Tim O’Reilly tells his parents: What’s Web 2.0?


Link: sevenload.com

At Web 2.0 Expo Berlin, Tim O’Reilly kindly agreed to try solving the one issue all of us are sharing: How to tell our parents what we do? So here’s Tim, explaining to his parents: What’s Web 2.0?

“So Web 2.0: First off, it’s the idea that the Web, rather than the personal computer is the most important platform for computer applications today. The applications that matter to people are no longer things like Microsoft Word or a spreadsheat. It’s things like Google, or Amazon, or if you’re a kid maybe it’s MySpace.

When we think about this, though, we have to realize whenever we have a new platform in the computer industry things work differently. So we started thinking about what makes the Web different.

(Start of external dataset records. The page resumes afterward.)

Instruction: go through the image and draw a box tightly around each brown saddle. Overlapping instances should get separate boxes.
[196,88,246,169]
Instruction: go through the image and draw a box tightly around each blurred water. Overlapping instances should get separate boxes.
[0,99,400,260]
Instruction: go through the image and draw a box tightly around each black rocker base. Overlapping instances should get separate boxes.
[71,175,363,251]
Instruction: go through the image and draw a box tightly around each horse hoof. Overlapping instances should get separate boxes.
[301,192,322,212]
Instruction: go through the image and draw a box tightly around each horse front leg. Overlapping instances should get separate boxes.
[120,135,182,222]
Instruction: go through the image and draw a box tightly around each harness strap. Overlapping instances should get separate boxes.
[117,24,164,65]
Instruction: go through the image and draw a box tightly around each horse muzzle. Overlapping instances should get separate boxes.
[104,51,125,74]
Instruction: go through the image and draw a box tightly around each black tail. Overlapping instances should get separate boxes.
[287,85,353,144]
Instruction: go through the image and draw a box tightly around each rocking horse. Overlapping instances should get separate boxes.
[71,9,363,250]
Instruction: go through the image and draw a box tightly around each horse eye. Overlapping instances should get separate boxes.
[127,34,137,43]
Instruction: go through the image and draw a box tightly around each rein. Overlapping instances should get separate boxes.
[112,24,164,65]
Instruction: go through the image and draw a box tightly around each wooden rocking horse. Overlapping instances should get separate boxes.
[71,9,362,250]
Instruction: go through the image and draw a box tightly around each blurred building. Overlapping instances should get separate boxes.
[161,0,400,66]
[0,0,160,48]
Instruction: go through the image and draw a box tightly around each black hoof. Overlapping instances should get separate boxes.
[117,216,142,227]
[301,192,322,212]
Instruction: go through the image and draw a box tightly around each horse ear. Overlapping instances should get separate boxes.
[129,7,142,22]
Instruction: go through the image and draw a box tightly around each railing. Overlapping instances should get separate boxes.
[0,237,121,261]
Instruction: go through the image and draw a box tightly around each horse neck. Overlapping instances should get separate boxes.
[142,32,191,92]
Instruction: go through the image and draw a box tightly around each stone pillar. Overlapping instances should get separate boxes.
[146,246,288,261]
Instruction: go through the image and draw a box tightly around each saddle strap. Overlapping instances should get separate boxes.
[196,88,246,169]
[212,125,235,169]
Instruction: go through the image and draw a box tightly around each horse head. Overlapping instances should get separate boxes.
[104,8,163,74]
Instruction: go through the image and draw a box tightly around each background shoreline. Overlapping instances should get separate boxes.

And what makes the Web different is that on the network there’s the potential to build applications that actually get better the more people use them. And they actually grow organically in kind of a conversation with the users.

You can look at this with every major company that succeeded on the Web. They’re all in some way using the network to harness collective intelligence, to get better by user contribution. And I think that’s really the heart of Web 2.0.

As to why we call it Web 2, it was really after the Dotcom Bubble, and the Dotcom Bust, which was really a stock market phenomenon, everybody thought maybe the Web was over, and we thought it was still going. So Web 2 really refers not to a new technology so much as the second coming of the World Wide Web as an important technological phenomenon.”

Disclosure: Once again, this is a cross-posting from my work for Blogpiloten.de. Tim was great, as he took the time for this little experiment although he was clearly pressed for time. Thanks a lot, Tim! The video is released under a Creative Commons license (by-nc-sa 2.0).

Update, 8 Nov: I just got notice that this video made the Web 2.0 Expo website front page. Yay!